The conductive silver lattice pattern thus obtained was plated using the following copper sulfate plating solution so that the copper thickness was 4 microns.
<Copper sulfate plating solution>
Copper sulfate pentahydrate 220g
60g of sulfuric acid
1N hydrochloric acid 1.4ml
Total volume 1000ml with water
The plated sheet was subsequently immersed in the following enzyme solution at 40 ° C. for 5 minutes, washed with water and dried. The pH of the enzyme solution was 7.0.
<Enzyme solution>
900ml water
7.4 g of 85% orthophosphoric acid
20g triethanolamine
Proteolytic enzyme * 2g
Total volume 1000ml with water
*) Bacterial proteinase: Biolase AL15, manufactured by Nagase Sangyo Co., Ltd.

  By sticking the lead film to both sides of the edge of the sheet treated with the enzyme solution and gently drawing the two lead films, a self-supporting copper mesh with a thickness of 4 microns, a line width of 25 microns, and a line spacing of 300 microns can be obtained. I was able to.

  A silver circuit pattern having a line width / line interval of 50 microns obtained by the same method as in Example 1 was obtained using Meltex Co., Ltd., high-speed electroless copper plating solution for thickening, and Melplate CU-5100. A circuit pattern of about 1 micron was obtained.

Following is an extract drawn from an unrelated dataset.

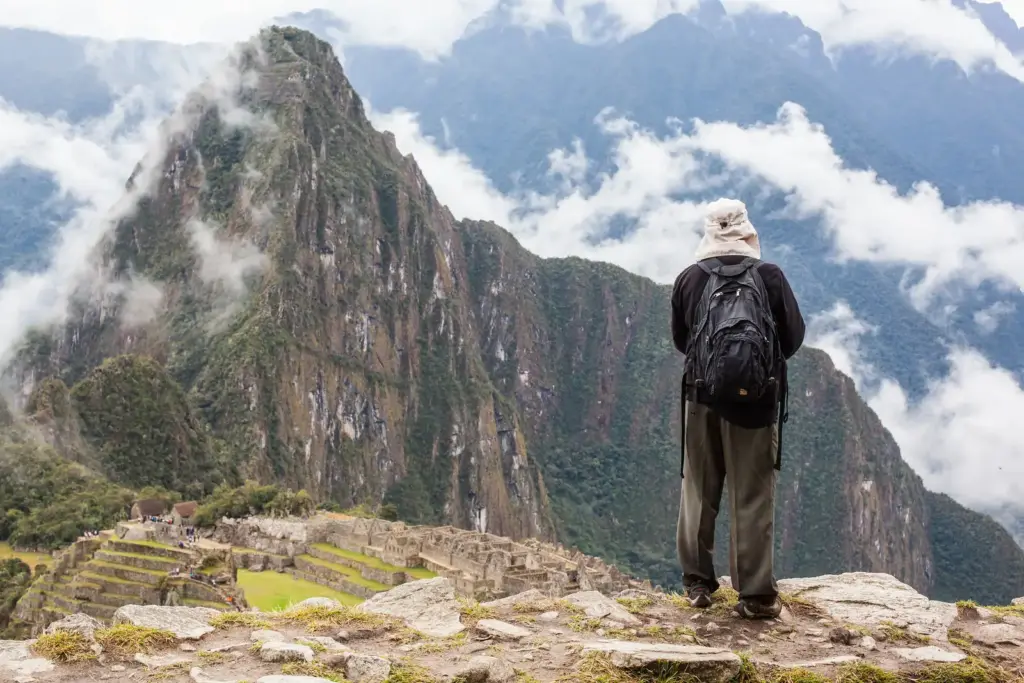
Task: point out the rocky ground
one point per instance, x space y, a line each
855 627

The sheet was treated with an enzyme solution in the same manner as in Example 1, washed with water and dried, and the circuit pattern side of this sheet was aligned with a semi-cured insulating sheet made of glass epoxy, and heated and pressed to provide a sheet support. The circuit pattern transferred onto the insulating sheet was obtained by gently peeling the film.

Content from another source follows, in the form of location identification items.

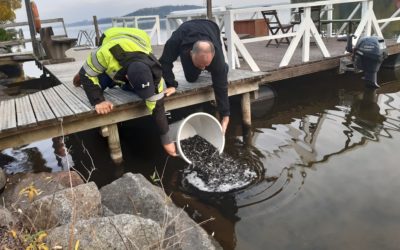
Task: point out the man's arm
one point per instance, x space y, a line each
168 57
158 114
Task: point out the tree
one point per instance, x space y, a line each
7 9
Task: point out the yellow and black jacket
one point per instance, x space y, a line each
119 47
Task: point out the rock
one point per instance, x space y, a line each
2 74
6 218
3 178
116 232
55 210
5 159
133 194
107 212
47 183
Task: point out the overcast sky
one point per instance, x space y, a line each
77 10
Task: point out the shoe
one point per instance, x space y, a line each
370 84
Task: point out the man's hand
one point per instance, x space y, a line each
224 123
77 80
169 91
104 107
170 149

A meandering circuit pattern having a line width of 60 microns was obtained by the same method as in Example 1, and then nickel nickel was patterned by electrolytic nickel plating in the following nickel plating bath to obtain a nickel circuit pattern having a thickness of 5 microns. This sheet was treated with an enzyme solution, washed with water and dried in the same manner as in Example 1 to obtain a transfer sheet. The sheet was brought into close contact with soda lime glass previously coated with polyvinyl butyral, subjected to hot pressing, and then the support was gently peeled to obtain a circuit pattern integrated with the glass. This pattern can be used as an anti-fogging heater or a sensor that prevents destructive intrusion from windows.
<Nickel plating solution>
Nickel sulfate 300g
Nickel chloride 50g
40g boric acid
Total volume 1000ml with water

  As an application example of the present invention, in the case of a self-supporting metal mesh, in addition to the electromagnetic wave shielding application, a precision sieve, a screen printing mesh, and the like can be given. In addition to active element applications such as printed circuit boards and heaters, transfer sheet applications include passive element applications such as IC cards and antennas on car window glass.

Claims (2)

  A silver fine wire lattice image formed by silver halide diffusion transfer method is plated with a metal on a support having a protein-containing undercoat layer, and a solution containing a proteolytic enzyme is allowed to act thereon. A self-supporting fine metal mesh obtained by peeling an image from a support.   On a support having a protein-containing undercoat layer, a fine silver wiring pattern formed by silver halide diffusion transfer method is plated with a metal, and a solution containing a proteolytic enzyme is allowed to act thereon, so that the plated metal fine wiring A fine wiring pattern transfer sheet capable of transferring a pattern to another support using an adhesive.